Sé que contribuí concientemente al escribir esto, y que en gran medida de este acto depende mi vida. Esta era la única solución a la monotonía de escuchar mi voz y esa otra voz grabando, borrando, repisando y confundiendo sucesos hasta enloquecerme. A esa angustiosa pugna de palabras improvisadas, como de un interrogatorio en que no logro ver a quien se oculta tras el oscuro cristal de mis párpados, preferí el zumbido de enjambre de los teatros y auditorios, aunque yo sea el actor y mis palabras sean escuchadas intermitentemente, cortadas por recuerdos y sueños y uno que otro Gionnaeccie que me busca intentando una perfecta pronunciación. Sólo porque lo acepto ruego que no imaginen más sucesos ni me llamen más de una vez diaria. Cuando piensen en mí, léanme alguna historia donde yo no exista o cántenme una canción, hay algo de ustedes que ya es mío y que nos vincula en un espacio de extremos coincidentes hasta reventarnos como una lechosa médula multiforme.

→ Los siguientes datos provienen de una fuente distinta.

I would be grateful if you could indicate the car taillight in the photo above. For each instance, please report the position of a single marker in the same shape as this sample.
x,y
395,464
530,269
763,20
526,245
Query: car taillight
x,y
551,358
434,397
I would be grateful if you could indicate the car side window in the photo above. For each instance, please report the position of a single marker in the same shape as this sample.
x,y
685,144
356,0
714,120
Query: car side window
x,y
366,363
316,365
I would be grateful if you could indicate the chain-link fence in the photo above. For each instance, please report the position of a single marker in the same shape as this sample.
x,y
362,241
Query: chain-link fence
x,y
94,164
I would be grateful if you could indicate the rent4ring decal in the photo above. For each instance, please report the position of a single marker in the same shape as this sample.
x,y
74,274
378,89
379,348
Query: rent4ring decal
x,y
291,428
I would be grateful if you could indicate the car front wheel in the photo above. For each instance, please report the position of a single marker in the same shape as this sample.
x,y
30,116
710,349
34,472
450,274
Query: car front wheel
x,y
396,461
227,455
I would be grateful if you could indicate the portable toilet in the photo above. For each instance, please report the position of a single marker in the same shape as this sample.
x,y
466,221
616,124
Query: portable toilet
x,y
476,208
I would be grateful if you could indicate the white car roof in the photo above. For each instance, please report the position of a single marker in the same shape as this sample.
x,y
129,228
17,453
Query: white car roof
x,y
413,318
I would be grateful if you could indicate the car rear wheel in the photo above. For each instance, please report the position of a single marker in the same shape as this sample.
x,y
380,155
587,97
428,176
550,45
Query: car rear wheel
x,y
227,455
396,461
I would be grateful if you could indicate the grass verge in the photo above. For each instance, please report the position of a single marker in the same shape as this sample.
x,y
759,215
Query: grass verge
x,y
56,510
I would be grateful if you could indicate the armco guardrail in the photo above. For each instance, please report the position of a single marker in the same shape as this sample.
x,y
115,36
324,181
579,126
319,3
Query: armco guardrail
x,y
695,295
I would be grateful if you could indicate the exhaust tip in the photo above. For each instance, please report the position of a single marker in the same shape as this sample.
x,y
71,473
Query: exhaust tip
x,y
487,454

Ustedes puede borrar mis palabras, grabarlas, repisarlas, confundirlas, yo haré lo mismo con las suyas, y cada que ustedes olviden algo, estaré allí, imagen enfocada a cada intento con mayor nitidez, prometiéndoles impedir su felicidad, corriendo por su interior, lastimado en una costilla, por un mordisco, en cualquier capilar, hablando, escuchando, ocupando sus cavernas y sus lugares escasamente defendidos, incrustando allí mis vivencias, aunque, el sueño de sus ojos, el fin de sus manos abiertas sosteniendo estos párrafos, desinflarán mi vida tan rápidamente que ya no podré escuchar ni en sueños un Gionnaeccie porque el tránsito ente esta ficticia existencia que ustedes me dan, y la que intento crear para no desvanecerme, son una sola que se denomina voluntad y que requiere cuerpos para transformarse y sobrevivir, mas, si no tengo cuerpo, excepto el que ustedes me imaginen, sólo puedo deducir que soy su voluntad de querer existir más allá de ustedes, hermosas orejas de metal que me usan para adornar sus constantes lenguas de madera que ahora repiten lo que escuchan en un acto en el que más parezco una conciencia que la prefiguración de un ser: Cuánta magia desplegada para que nada sobrepase la ilusión. Sí, yo soy Gionnaeccie, el mago. Evaporado.